For the OECD, job quality is defined by three things. The first is “earnings quality” – how well do jobs pay. That means not just the average level of earnings, but also its distribution.

The second component is “labour market security”. That covers thing like how likely you are to lose your job, and how much you suffer if you do lose it (how long does unemployment last, how high or low are benefits).

The third is “quality of the working environment”. This is the nature and content of the work performed, time arrangements and workplace relationships, though measured measured by survey questions on ‘job demands’ and ‘job resources’.

So, are the quality and quantity of jobs at odds with each other?

The OECD tested whether the employment rate (people in work as a percentage of the working age population) was related to various measures of job quality.

It found that job quality and the number of jobs can, and tend to, go together.

The relations between job quality and employment rates OECD: http://www.oecd.org/employment/labour-stats/Job-quality-OECD.pdf

For example, when labour market security rose, so did the employment rate. That’s not surprising in one sense, and it was the strongest relationship between job quality and quantity.

But there were other links as well. Improvements in earnings quality also tended to link to improvements in the employment rate. And as the quality of the work environment got better, so too did the employment rate.

Just because these pairs of factors go together does not necessarily mean the first causes the second - it could potentially work both ways – but, as the OECD says, there appear to be “no major trade-offs…but rather, potential synergies”.

In the short term, the report says, things are more complex: the global financial crisis had different effects in different countries. Some had falls in both job numbers and job quality. Others had falls in the first but not the second, perhaps because “the surviving jobs were of better quality in the first place”.

The OECD report also looked at “emerging countries” (fast-growing ones, outside the OECD), like Russia, Brazil, Turkey and China. Job quality is lower in those countries on a number of dimensions: lower wages, higher inequality, greater risk of low-wage employment, and a poorer work environment.

“Informal” (unregulated) jobs in particular are highly insecure, poorly paid and involve long hours. But “informality”, it says, is “hard to escape”.

It’s a sombre reminder that, not only in emerging economies but also in countries like Australia, lousy jobs are not necessarily a stepping stone for better jobs later in people’s careers.

Indeed, across the OECD, even when you account for the “stepping stones”, there’s a lot of inequality in pay.
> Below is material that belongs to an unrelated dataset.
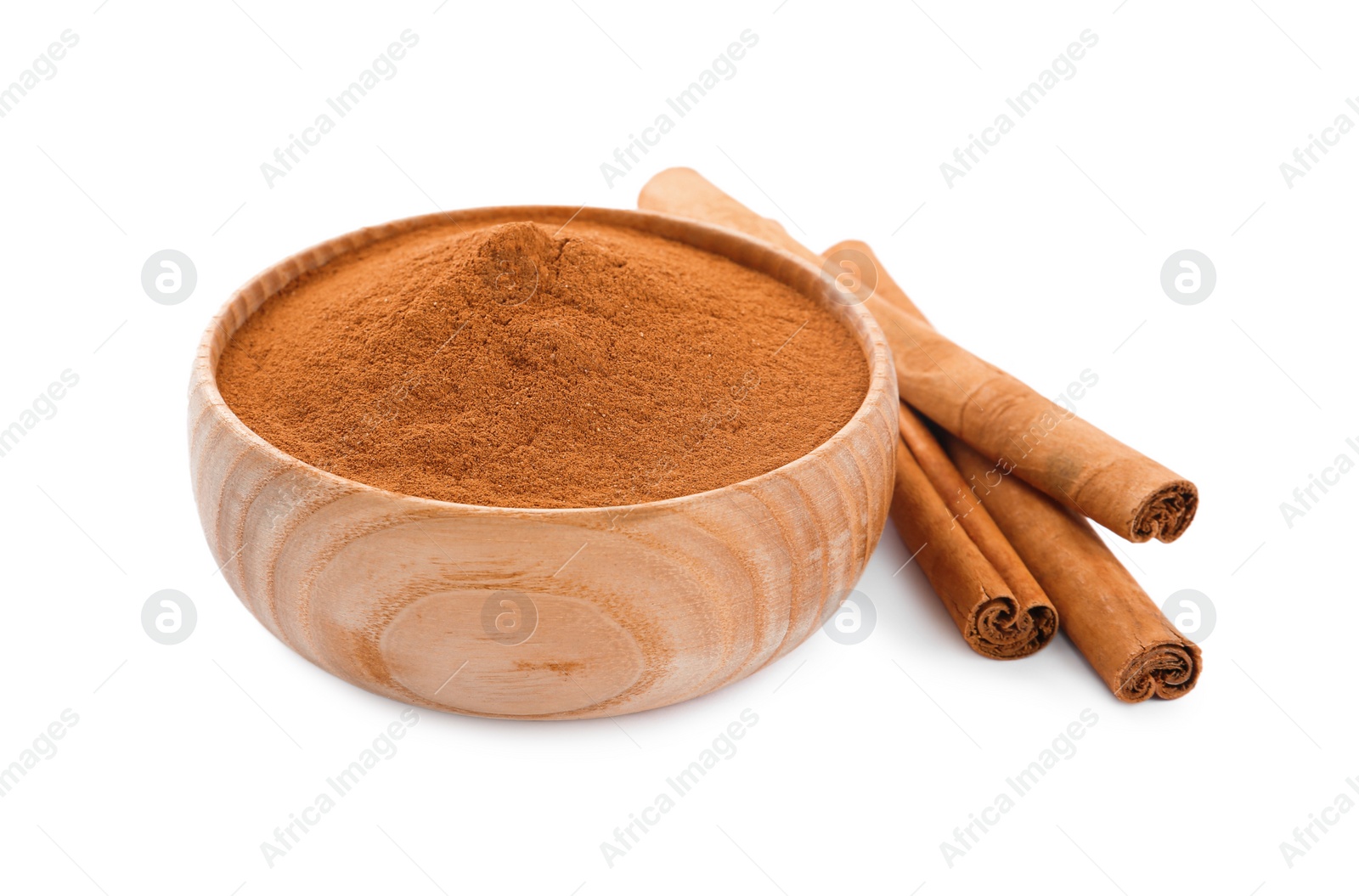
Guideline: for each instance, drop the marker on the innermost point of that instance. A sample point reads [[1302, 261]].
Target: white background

Measuring inequality at a single point in time will produce a higher number than looking at lifetime earnings, because people’s earnings on average increase as they get older. However, inequality is not just a transient feature within a life time: the report says “about three quarters of earnings inequality at a point in time is permanent”.

Job quality is a complex concept, difficult to measure. Other researchers define it differently. The report tries to take account of wage inequality but this can’t account for inequality between the overall incomes of the ultra-rich and of lower wage employees, or of those on pensions. The OECD has focused on some measures for which it could easily collect data from a large number of countries.

The report highlights there is a lot more to success in employment policy than just counting up the number of jobs. Policy makers like to focus on that because it’s easy. However, they need to think more broadly about jobs, and recognise that it’s not necessary to have poor quality jobs in order to have enough jobs.